Exclusive Interview with
When did you start writing?
I've written for a long time. I believed I was a writer in the early 2000s.
What makes writing your passion?
If I was a painter, I'd have lots of canvases stacked up around my home. If I was a knitter, I'd have many blankets and hats to give away. If I was a potter, I'd make cups and bowls. As a writer, I have backed up files in the cloud, and of course lots of paper I can't get rid of. I like to explore relationships and writing allows me to do that.
How long have you been writing?
I have been many things, a student, both as a child, teenager and adult. I trained to be a nurse and used that knowledge in many areas of my life. I trained to be an administrator, and used those skills as well. I am a mother and grandmother, and all that goes with coming from a large family. However, my first book was published about 2010 and I've had about 100 short stories published too. My fifth novel will release shortly.
What was the feeling when you published your first book?
Amazement. But more so, the acceptance and a contract from a publisher. Then working through the edits to polish the story. The challenge of suggesting what the story is about for a cover designer. I enjoy all of the stages.
What’s the story behind your choice of characters?
I usually find a heroine and then want to learn where she is in her life and what she needs to share with the world. Then I find a hero who is going in a similar direction toward love.
What annoys you the most in pursuing a writing career?
The need to learn so very much about marketing and then actually do the things I've learned.
How do you get over the “writer’s block”?
Write 100 words a day. Think about the story, but your goal should be at least 100 words a day.
We all know the writer’s path is never easy, what makes you keep going? What advice would you give to new authors?
Join a supportive group of writers. They do no have to be in your genre but they do have to understand all the ups and downs. Don't use that group as a critique group. Have a separate one for critiques if you need one.
If you could go back in time and talk to your younger self, what would you say?
Keep having adventures and taking chances. You'll be okay.
Do you read your book reviews? How do you deal with the bad ones?
Yes, I read reviews when I remember to. In this day and age of review algorithms, it is necessary to have reviews. Depending on my mood, I will consider what the reviewer said. Perhaps they have a point I should consider.
What is the feeling when you get a good review?
I feel humbled and thankful a reader took the time to share their thoughts and feelings about my story.

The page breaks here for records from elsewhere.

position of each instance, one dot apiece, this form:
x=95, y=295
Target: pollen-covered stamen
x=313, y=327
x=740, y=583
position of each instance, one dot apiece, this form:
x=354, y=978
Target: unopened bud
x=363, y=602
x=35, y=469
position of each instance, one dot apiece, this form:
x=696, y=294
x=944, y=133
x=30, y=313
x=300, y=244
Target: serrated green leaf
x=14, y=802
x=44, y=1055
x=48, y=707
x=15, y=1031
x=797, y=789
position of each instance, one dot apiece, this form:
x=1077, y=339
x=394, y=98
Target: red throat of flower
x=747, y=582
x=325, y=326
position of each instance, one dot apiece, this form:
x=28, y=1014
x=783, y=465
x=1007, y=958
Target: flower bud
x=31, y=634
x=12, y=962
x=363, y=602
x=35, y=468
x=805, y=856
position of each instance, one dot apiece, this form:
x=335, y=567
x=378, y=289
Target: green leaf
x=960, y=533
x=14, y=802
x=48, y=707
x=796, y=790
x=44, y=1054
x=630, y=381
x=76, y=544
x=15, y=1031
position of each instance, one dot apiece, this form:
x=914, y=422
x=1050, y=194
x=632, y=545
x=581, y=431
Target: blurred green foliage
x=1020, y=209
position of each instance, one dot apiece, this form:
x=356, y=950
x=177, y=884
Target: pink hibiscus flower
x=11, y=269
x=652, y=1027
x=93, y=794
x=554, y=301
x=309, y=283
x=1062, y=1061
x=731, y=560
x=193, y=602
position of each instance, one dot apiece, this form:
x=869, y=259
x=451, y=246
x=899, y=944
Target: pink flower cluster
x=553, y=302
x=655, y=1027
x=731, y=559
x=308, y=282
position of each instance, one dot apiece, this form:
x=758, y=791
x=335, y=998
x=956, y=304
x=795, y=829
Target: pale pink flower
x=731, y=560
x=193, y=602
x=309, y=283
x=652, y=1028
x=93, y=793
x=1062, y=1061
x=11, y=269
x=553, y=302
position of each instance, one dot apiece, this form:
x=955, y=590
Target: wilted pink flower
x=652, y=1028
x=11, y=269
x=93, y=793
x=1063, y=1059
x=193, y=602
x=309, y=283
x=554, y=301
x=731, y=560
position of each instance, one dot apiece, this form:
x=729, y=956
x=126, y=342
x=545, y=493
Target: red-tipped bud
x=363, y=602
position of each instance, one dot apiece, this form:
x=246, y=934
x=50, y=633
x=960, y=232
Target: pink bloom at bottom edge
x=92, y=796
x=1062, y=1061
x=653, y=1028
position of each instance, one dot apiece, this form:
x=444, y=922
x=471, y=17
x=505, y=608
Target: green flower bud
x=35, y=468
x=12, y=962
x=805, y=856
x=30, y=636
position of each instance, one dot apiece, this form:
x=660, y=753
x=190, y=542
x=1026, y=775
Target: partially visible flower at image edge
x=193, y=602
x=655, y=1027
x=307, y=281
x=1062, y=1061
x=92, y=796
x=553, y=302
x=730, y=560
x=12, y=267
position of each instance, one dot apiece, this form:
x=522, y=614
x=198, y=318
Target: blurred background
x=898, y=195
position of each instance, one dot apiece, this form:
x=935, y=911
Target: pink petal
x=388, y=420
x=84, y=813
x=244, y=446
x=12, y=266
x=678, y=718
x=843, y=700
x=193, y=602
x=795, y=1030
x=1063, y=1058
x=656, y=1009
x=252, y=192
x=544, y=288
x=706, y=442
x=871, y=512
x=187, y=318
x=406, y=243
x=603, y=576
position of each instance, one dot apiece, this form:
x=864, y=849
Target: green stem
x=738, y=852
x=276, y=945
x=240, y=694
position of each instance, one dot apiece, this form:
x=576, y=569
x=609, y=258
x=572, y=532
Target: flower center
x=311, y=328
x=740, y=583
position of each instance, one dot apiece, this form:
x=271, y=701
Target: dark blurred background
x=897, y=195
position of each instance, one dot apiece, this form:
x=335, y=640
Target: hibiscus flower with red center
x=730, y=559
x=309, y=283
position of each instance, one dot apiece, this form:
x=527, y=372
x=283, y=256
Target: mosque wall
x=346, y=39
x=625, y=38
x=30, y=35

Have you ever incorporated something that happened to you in real life into your novels?
Yes, it is difficult not to include real life situations. I may have been a participant but more than likely I was an observer.
Which of your characters you can compare yourself with? Did you base that character on you?
In my own stories. None. No, I do not base my characters on me. There are much more interesting opportunities out in the wide world to draw from and meld together into a fictional character.
What do you think, the book cover is as important as the story?
Yes, the cover tells the story in an image. A talented book cover designer can work miracles to entice a reader to open the pages and explore the book.
Do you connect with your readers? Do you mind having a chat with them or you prefer to express yourself through your writing?
I love having chats with readers, especially after a reading.